'Wanted, a Facebook to tackle global crisis'
World Bank Group President Robert B Zoellick has suggested formation of a core group comprising seven emerging powers, including India, joining the Group of Seven to deal with the global economic crisis.world Updated: Oct 07, 2008 15:38 IST
World Bank Group President Robert B. Zoellick has suggested formation of a core group comprising seven emerging powers, including India, joining the Group of Seven to deal with the global economic crisis.
"The G-7 is not working. We need a better group for a different time," he said in a speech to the Peterson Institute for International Economics in Washington on Monday.
"For financial and economic cooperation, we should consider a new Steering Group including Brazil, China, India, Mexico, Russia, Saudi Arabia, South Africa, and the current G-7."
Speaking ahead of the Annual Meetings of the World Bank Group, Zoellick said the new Steering Group should be more than just replacing the G7 with a fixed-number G14, as this would be using old world methods to remake the new.
The Steering Group should evolve to fit changing circumstances, including new emerging powers, while serving as a network for frequent interaction. "We need a Facebook for multilateral economic diplomacy," Zoellick said.
Warning about the effects of the financial crisis, he said: "The events of September could be a tipping point for many developing countries. A drop in exports, as well as capital inflow, will trigger a falloff in investments."
"Deceleration of growth and deteriorating financing conditions, combined with monetary tightening, will trigger business failures and possibly banking emergencies. Some countries will slip toward balance of payments crises."
As is always the case, the most poor are the most defenceless," added the former US diplomat, trade negotiator and financial executive.
Referring to the upcoming US election, Zoellick said the new president will have to move beyond "the firefight of financial stabilisation" to address the "economic aftermath".

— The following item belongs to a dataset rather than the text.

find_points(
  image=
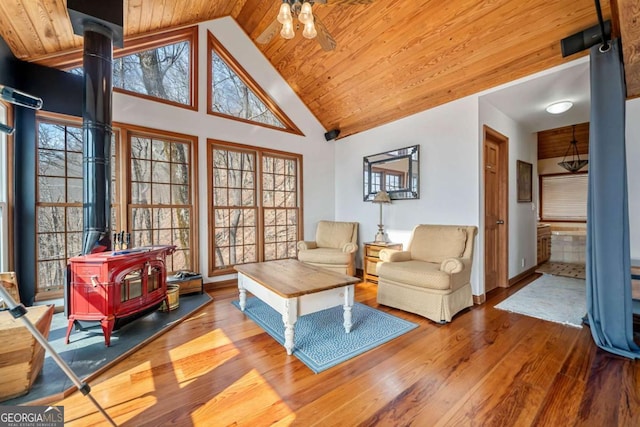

Whoever wins the White House should work with others in modernising the multilateral system as there needs to be a greater shared responsibility for the health and effective functioning of today's global economy.
Turning to multilateral trade talks, Zoellick said the Doha round "has hit the rocks" and countries should therefore consider trade facilitation as another way of cutting the costs of trade. "There are opportunities to cut costs of trade far in excess of those imposed by tariffs and other trade barriers," he said.
Zoellick said economic multilateralism needed to be redefined beyond its traditional focus on finance and trade. Energy, climate change, and stabilising fragile and post-conflict states were economic issues and not just part of the global dialogue on security and the environment.
The New Multilateralism must give an equal value to development as to international finance otherwise the world would remain an unstable place. But the aid system was not working well enough and it needed to move much more quickly and effectively to help those who were most vulnerable when crisis hits.
The World Bank Group also needs reform, said Zoellick announcing the creation of a High Level Commission under the leadership of former Mexican President Ernesto Zedillo to consider modernizing the governance of the World Bank Group.
Describing world energy markets as "a mess", Zoellick called for a "global bargain" between energy producers and consumers. Both sides could share plans for expanding supplies, improving efficiency and lessening demand; assisting with energy for the poor; and considering how these policies related to carbon production and climate change policies.
"There could be a common interest in managing a price range that reconciles interests while transitioning toward lower carbon growth strategies, a broader portfolio of supplies, and greater international security," Zoellick said.
Zoellick said the World Bank Group is developing an Energy for the Poor initiative with a number of donors to help the poorest countries meet energy needs in efficient and sustainable ways.